Read William Blake's The Marriage of Heaven and Hell with your uninhibited feelings as well as with your intellect, and you will know why the author tells us that at the end of life Heaven and Hell are joined. Flames of desire lick at man's heels as he hurries through his days. At the moment of death they merge with the fragile visions of the sublime which inspired him, coloring his ideas and shaping them into graceful images. In one evanescent moment the Devil, boldly with eyes afire, or subtly disguised, clasps a shining Angel in his embrace. Opposites which struggled within the spirit of man while he walked the earth are united now in one vast paroxysm. Contraries are no longer set one against the other. Differences are resolved into a cloud that dissipates upward. A small mound of dust remains upon the ground.
We have few documented facts concerning those days in Blake's troubled life when Heaven and Hell vied for dominance. His record is his strange unearthly work as poet, painter and self-styled prophet. Only the ground bears witness to the day in which he vanished into the anonymity of a pauper's grave where "within two days of his remains being lowered into the earth those of another were placed above him and on the following day yet another body was placed above that."

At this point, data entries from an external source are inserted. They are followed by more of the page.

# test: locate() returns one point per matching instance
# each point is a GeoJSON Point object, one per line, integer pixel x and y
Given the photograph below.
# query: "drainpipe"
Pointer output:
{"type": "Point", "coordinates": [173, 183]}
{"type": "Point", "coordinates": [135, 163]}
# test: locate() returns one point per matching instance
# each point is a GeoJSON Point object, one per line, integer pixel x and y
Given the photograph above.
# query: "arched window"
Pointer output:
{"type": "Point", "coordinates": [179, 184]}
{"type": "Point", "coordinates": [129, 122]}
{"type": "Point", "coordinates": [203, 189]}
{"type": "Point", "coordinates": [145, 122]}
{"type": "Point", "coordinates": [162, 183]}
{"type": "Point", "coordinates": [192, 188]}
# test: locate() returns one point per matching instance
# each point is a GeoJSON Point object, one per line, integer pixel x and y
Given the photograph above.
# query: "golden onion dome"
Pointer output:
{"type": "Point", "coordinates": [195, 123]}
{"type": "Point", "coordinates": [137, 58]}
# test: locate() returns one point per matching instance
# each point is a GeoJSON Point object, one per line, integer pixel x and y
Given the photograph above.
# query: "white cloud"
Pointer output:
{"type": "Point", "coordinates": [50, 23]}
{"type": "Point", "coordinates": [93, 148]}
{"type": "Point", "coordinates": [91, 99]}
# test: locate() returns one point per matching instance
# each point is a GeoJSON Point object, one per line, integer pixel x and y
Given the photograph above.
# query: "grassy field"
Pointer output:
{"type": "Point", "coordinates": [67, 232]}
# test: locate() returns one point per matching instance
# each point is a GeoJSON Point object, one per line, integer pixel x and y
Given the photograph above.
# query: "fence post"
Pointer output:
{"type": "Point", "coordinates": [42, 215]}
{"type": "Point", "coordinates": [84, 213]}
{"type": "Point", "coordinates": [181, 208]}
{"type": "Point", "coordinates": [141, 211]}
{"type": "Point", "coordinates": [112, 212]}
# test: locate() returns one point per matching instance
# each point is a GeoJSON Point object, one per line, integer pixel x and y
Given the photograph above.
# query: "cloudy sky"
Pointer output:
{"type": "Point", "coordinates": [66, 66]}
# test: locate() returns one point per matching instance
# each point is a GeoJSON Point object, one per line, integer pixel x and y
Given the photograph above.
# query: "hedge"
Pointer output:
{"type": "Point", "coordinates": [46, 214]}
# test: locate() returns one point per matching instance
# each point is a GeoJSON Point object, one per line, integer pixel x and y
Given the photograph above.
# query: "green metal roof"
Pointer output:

Most of what we know about Blake is discovered in the reading of his poetic and prophetic works, at times so obscure as to baffle the patient literary scholar, at times so brilliant as to have stirred the creative spirits of such men as Swinburne, Shelley, D. G. Rossetti and Yeats. A small band of Blake cultists was quietly gathering adherents from the time of Blake's maturity until a century later when one of their number, Herbert Jenkins, devoted several years to searching out the place where the body of Blake was buried. Jenkins located the unmarked plot in Bunham Fields which had been used on eight occasions, three times before and four times after Blake's interment, without even a headstone to mark the place.
Contemporary knowledge of Blake's personal history was scant: his name was missing from the encyclopedias of his day. Rare mentions occurred in biographical dictionaries, and those were sketchy and inaccurate. Yet between his death in 1827 and the appearance of the first biography in 1863, a body of memorabilia about Blake emerged which was to create for him a reputation as a unique genius. The material for The Life of William Blake was collected by Alexander Gilchrist out of conversations with many of the people still living who had known Blake personally.
Gilchrist had begun to cast about, in 1855, for information for his biography of Blake. An industrious researcher, he was moved (sometimes in conflicting directions) by a passion for accuracy and a love for his subject. He contacted many close friends of Blake: Linnell, Tatham, Palmer, Richmond, and Crabb Robinson. Reflecting the uncritical opinions of this tiny group of Blakean enthusiasts, he wrote of the poet's style:
One must almost be born with a sympathy for it. He neither wrote nor drew for the many, hardly for workaday men at all, rather for children and angels; himself a 'divine child,' whose playthings were sun, moon, and stars, the heavens and the earth.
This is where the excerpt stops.